Tagging and requirements analysis
What with del.icio.us and flickr and co, tagging seems to be very, very popular right now. The idea of building something to support tagging of latitude and longitude co-ordinates has been rolling around in my head for a little while, and now a site called tagzania seems to have implemented it. What I’d really like to see is something to calculate nearby items both in terms of real and tag space, but I guess that will come in time.
Another tagging related idea which has been rolling around in my head is requirements analysis. Traceability and maintenance of requirements in software engineering is frequently a problem, particularly in large projects for a number of reasons. One reason is almost certainly the difficulty of identifying exactly which requirements are affected by a certain change, and how requirements are interrelated. The problem with the normal documentation approach is that it only really allows for a single hierarchy.
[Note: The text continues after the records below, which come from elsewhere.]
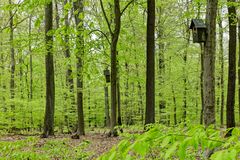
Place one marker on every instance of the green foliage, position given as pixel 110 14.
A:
pixel 40 149
pixel 161 142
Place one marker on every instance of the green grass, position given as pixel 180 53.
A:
pixel 34 148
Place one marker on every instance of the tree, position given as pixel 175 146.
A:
pixel 239 66
pixel 221 61
pixel 209 64
pixel 114 41
pixel 69 72
pixel 232 65
pixel 150 73
pixel 78 9
pixel 50 84
pixel 12 66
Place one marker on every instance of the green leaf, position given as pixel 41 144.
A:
pixel 171 150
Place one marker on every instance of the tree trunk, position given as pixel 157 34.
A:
pixel 107 117
pixel 12 67
pixel 115 36
pixel 175 106
pixel 31 69
pixel 185 53
pixel 209 64
pixel 69 72
pixel 50 84
pixel 221 60
pixel 232 67
pixel 150 75
pixel 201 83
pixel 119 103
pixel 239 67
pixel 161 69
pixel 78 9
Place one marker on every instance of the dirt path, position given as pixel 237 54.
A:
pixel 97 143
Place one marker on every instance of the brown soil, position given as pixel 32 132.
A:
pixel 99 143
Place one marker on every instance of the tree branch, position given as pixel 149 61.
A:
pixel 105 16
pixel 104 34
pixel 126 6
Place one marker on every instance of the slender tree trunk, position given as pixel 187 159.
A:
pixel 50 83
pixel 107 117
pixel 150 75
pixel 115 36
pixel 2 85
pixel 69 72
pixel 221 60
pixel 201 83
pixel 187 35
pixel 209 64
pixel 57 17
pixel 126 101
pixel 175 106
pixel 31 69
pixel 12 67
pixel 232 67
pixel 161 69
pixel 78 7
pixel 119 103
pixel 239 67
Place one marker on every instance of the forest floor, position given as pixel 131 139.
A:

For example, you can group your requirements together by functional groups, or in conceptual groups (say, performance related requirements), but it’s quite difficult to create, and much more difficult to maintain, cross reference lists to create multiple hierarchies.
Treating individual requirements as microcontent items which can then be tagged into multiple hierarchies very simply might well help in these sorts of cases. Obviously all this could be achieved without tagging by pre-designing an appropriate taxonomy and making it simple to link a single requirement to many points in the taxonomy (and no doubt tools for doing this already exist).
The other interesting thing about linking tagging with microcontent requirements would be that it provides a simple mechanism for voting, and then agreeing, on aspects of the project. The customers, for example, could tag certain requirements as being required for some milestone, and that tagging could be accepted by the project team (by adding the tags themselves), or disputed in some appropriate forum. I’m not really sure how the concept of the strength of a tag for an item (i.e. the number of people who tagged it in a certain way) would apply in practice, but I suspect it would be interesting to see in practice.
Anyway, that’s about as far as I’ve thought about it. If I find myself with enough free time and motivation someday, I might try to put something along these lines together as an excuse to play with ruby on rails (or whatever is cool at the time).